Nick’s best day in France took place away from the water. Iru Balic had turned up to compete as a one-woman Team Venezuela and at the closing party, they found each other. They danced, drank, and talked. She told him he had to get his emotions under control if he wanted to be a successful athlete. Ashley had told her about his tantrum after his 65-meter dive. “You are a really nice person, but when you do those things it all goes away, because the only thing we see is Nick being childish.”
“I know,” he said. “I’ll do better.” Nick stared into her eyes. He had this way of lo
oking at her that made her feel completely transparent. She’d had a tough competition too, partly because she had family drama at home—her parents were on the verge of breaking up, and she couldn’t concentrate. He listened and showed her some of his own childhood scars.
Once again they connected. After the party, Ren, Ashley, Nick, and Iru slept it off, on the floor of the Team USA condo, and the next day Iru and Nick took a long walk through Monte Carlo. It was one of those spectacular afternoons bursting with magic and color, all the beauty and harmony in the world at their fingertips. They strolled through gleaming plazas, past high-dollar fashion boutiques, and snapped playful photos with parked Ferraris and Maseratis, pretending they were rich and famous, too.

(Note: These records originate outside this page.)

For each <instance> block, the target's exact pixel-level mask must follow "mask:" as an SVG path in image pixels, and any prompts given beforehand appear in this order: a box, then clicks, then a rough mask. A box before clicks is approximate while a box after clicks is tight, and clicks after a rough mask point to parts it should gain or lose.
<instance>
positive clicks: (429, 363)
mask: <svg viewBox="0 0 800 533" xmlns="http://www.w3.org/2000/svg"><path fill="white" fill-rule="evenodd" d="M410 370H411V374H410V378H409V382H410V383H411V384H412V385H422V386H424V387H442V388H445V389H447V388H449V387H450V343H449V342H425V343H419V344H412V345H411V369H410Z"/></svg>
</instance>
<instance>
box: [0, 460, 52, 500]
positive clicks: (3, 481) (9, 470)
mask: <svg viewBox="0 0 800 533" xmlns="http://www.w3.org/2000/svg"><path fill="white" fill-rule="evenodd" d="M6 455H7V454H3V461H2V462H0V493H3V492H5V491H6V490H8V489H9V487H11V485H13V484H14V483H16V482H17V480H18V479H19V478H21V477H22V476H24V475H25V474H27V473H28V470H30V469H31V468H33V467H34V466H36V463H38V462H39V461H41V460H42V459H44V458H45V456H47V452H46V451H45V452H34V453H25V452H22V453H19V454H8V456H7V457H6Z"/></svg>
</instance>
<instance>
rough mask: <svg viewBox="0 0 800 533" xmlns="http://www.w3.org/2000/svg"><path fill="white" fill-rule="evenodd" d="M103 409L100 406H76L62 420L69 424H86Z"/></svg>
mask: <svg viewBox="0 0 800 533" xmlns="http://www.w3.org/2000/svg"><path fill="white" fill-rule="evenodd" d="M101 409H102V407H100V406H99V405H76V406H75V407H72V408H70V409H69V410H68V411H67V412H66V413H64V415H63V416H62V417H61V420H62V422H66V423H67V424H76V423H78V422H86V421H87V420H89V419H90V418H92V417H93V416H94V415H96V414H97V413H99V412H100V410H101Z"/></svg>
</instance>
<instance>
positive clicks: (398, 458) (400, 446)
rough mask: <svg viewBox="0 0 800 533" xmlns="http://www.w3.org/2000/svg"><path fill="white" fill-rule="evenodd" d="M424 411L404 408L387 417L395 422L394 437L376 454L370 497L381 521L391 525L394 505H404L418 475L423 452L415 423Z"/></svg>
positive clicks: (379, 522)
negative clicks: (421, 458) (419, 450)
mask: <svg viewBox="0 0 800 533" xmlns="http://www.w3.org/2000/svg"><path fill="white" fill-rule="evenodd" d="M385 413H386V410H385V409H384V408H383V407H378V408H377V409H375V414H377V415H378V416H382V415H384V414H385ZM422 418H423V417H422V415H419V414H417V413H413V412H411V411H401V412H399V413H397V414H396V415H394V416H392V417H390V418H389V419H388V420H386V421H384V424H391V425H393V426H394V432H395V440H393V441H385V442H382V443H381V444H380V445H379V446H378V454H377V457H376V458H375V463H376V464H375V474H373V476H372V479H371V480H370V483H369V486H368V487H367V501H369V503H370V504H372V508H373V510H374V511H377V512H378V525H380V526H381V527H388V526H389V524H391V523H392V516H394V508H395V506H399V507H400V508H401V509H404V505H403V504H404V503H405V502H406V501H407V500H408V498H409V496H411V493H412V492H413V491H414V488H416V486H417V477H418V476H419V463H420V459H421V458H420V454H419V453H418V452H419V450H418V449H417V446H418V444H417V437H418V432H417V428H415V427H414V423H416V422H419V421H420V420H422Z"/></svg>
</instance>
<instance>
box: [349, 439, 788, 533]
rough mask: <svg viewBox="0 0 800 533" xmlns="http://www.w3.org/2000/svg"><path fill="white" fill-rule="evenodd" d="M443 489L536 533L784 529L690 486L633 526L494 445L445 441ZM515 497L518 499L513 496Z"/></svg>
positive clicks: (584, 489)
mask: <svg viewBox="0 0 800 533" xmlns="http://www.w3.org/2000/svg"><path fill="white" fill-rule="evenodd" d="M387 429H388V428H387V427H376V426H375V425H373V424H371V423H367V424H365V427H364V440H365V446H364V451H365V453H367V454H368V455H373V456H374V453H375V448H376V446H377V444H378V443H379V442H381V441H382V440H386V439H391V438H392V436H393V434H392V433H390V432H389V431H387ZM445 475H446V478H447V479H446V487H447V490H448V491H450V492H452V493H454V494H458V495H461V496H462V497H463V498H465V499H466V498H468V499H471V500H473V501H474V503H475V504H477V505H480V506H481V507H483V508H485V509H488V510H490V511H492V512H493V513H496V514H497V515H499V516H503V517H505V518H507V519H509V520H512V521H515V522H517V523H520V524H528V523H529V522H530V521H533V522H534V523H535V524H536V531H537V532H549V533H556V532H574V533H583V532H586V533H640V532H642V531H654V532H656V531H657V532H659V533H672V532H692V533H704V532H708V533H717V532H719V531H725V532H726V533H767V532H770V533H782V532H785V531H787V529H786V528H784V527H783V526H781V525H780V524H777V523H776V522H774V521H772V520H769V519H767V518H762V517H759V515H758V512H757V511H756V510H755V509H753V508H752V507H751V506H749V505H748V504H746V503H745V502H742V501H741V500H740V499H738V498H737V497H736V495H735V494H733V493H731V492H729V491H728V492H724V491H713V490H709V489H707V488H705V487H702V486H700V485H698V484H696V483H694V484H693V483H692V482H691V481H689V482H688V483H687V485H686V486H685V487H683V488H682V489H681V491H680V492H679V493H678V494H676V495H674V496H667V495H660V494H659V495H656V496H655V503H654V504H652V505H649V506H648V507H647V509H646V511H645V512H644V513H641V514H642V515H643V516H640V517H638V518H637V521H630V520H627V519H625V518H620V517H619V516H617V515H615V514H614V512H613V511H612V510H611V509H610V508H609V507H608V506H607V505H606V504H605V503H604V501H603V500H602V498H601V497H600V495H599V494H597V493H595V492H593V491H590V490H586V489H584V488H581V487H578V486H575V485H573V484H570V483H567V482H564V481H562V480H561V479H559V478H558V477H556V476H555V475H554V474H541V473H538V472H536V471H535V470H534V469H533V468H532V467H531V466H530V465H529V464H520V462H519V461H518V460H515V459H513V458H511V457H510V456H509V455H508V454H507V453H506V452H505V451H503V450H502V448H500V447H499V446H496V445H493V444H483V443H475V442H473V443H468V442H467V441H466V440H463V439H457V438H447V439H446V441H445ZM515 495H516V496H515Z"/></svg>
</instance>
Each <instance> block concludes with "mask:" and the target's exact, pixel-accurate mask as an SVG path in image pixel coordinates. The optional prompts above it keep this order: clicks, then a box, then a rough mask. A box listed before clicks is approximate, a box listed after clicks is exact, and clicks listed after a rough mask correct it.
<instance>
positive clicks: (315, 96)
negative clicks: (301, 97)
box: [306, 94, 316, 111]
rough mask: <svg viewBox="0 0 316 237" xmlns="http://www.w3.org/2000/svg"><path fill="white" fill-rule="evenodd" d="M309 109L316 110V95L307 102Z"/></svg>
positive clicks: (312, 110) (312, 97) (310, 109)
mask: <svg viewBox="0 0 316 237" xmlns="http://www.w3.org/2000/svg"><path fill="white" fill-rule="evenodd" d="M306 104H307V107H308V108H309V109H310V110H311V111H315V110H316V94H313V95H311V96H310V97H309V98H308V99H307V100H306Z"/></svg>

They drifted up and over rolling coastal hills, pausing in silence to absorb the bobbing boats and a series of deep blue bays. She confessed that she had felt rejected by him in the Cayman Islands and that she was embarrassed. He held her in his arms. “There’s nothing to be embarrassed about. We’re friends and we kissed. It’s normal,” he said. For him it was. Not for her, but she let it go. It was time to forgive and be forgiven.
Soon they realized they were lost, so they caught the first bus they found, with no idea where it would lead. They didn’t care. They reveled in the wonder and randomness of life, and as if to prove their point, the bus stopped at the doorstep of a perfect cove, with soaring cliffs on either side and a placid blue bay between. They hopped off and ambled into a beach club called L’Eden, grabbed a table, sipped mojitos, and took a long swim. The sunset was marbled fire with purple aftershocks yielding to a navy night sky.